Some economists believe the federal deficit, being the way the federal government creates money, is necessary for economic growth. They make the point that a federal deficit = an economic surplus. [Insert violent disagreement and name-calling here.]
But what about trade deficits? Do they have any benefit? Possibly.
China creates goods/services and sends them here in exchange for dollars. The goods/services are scarce to China. Time and manpower are necessary for their creation. By contrast, dollars are not scarce to the U.S. Our government has the unlimited power and authority to produce dollars, without using any (or hardly any) resources, whatsoever. The press of a computer key sends billions or trillions of dollars from our government to anywhere. Lately, much has gone into our economy as a stimulus.
A trade deficit is an example of one country devoting great effort to create scarce materials for another country in exchange for something that requires no effort by the other country. In that sense, China is our servant.
They work, sweat and strain to ship something to our shores, while we, hardly lifting a finger, ship dollars to theirs. Who has the better deal?
Obviously, for any given individual, the situation is different. None of us has the unlimited ability to create dollars. We have to work hard for our dollars. Dollars are scarce to us.
But when we talk about trade deficits, we are talking about governments, and there the situation changes. Dollars are not scarce to the U.S. government.
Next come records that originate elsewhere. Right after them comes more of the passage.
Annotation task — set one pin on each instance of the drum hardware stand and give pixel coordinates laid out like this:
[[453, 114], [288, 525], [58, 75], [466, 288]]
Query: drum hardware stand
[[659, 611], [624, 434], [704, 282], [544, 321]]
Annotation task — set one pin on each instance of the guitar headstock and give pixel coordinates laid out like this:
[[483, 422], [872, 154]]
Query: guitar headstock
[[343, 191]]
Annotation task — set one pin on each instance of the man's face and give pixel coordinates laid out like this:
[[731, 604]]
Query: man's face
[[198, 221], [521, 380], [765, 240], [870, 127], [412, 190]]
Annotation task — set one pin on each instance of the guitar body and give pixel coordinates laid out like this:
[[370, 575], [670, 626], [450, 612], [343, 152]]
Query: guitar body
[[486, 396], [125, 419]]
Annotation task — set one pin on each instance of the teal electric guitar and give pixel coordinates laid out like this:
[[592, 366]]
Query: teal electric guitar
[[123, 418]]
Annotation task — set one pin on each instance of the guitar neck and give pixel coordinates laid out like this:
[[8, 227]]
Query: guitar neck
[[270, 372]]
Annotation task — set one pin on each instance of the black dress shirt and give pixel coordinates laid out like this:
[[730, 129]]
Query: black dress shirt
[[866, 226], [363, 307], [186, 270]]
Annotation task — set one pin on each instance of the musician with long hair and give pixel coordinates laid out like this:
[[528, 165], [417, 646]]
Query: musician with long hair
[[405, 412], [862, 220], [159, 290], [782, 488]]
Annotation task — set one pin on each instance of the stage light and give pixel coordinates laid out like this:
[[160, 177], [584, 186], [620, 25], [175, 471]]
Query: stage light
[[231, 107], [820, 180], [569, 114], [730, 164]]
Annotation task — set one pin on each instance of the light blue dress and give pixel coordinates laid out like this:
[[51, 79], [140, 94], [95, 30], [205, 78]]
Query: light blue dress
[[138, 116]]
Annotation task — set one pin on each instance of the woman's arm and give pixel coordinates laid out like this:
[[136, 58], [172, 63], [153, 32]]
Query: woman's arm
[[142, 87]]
China could ship us every yard of cloth and every ounce of steel in their country; they could completely empty their nation of all physical resources, and still we would have plenty of dollars to send to them.
This can be more easily understood by looking at Saudi Arabia, with whom we also have a trade deficit. The Saudis could send us every drop of their oil, leaving their entire country empty, and we would continue to produce dollars. (One day soon, this may happen.) Who has the better deal?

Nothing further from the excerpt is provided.